Stakeholders Empowerment Services (SES), a proxy advisory firm, has advised shareholders of the housing finance firm to vote against a proposal to issue preferential shares to a handful of investment firms, which will give control to Carlyle Group.

The main quibble is that while the allotment price is in keeping with Securities and Exchange Board of India (Sebi) rules, it does not factor in any premium for the control being gained.

SES’s suggestion is for the firm to opt for a rights issue instead. This will enable both minority shareholders and PNB to acquire shares at the same price, or sell their rights at a market-determined price.
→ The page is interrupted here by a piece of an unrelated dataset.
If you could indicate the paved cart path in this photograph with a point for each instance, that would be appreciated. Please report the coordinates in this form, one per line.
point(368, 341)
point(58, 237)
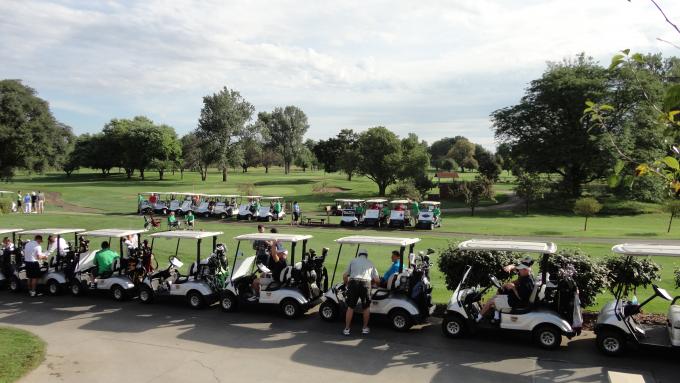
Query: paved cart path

It’s impossible for minority shareholders to stall the preferential issue and demand a rights issue. Even if Carlyle and other investors participating in the issue were barred from the vote, just PNB’s vote would see the resolution through. The state lender is not being allotted shares in the issue, which will bring its stake in PNB Housing down from around 33% to a little over 20%. It has also agreed to tweak an agreement that allows the use of the PNB brand by the housing finance firm as long as its stake is above 20%—this threshold was earlier at 26%.

All of this is odd. PNB stands to lose the most by not demanding a control premium, although this doesn’t seem to bother it at all.

The bank hasn’t put the transaction to a shareholder vote, and a perusal of its stock exchange announcements shows it hasn’t formally communicated to its shareholders why it is letting Carlyle get into the driver’s seat at PNB Housing at just the prevailing share price.

Incwert Advisory Pvt. Ltd, an independent valuation services firm, points out in a report that acquirers paid on average a 28% premium to acquire control over banking and financial services firms between November 2011 and June 2020.

While averages can mean anything, the control premium was nil only in two out of the 53 instances where open offers were made in the sector. In three cases, the control premium paid was over 100%.

The huge jump in PNB Housing’s share price this month shows that the market has prescribed high value to the aspect of PNB ceding control to Carlyle. It’s only fair that PNB shows it has taken the best efforts to ensure that its shareholders have got the best terms in the deal. Sebi has now added weight to the warnings of SES by asking the housing finance firm to commission an independent valuation report.

Shareholders of PNB and its overseer, the government of India, need to ensure that the lender also commissions an independent valuation exercise that determines a fair control premium. If Suzuki could budge, so can Carlyle.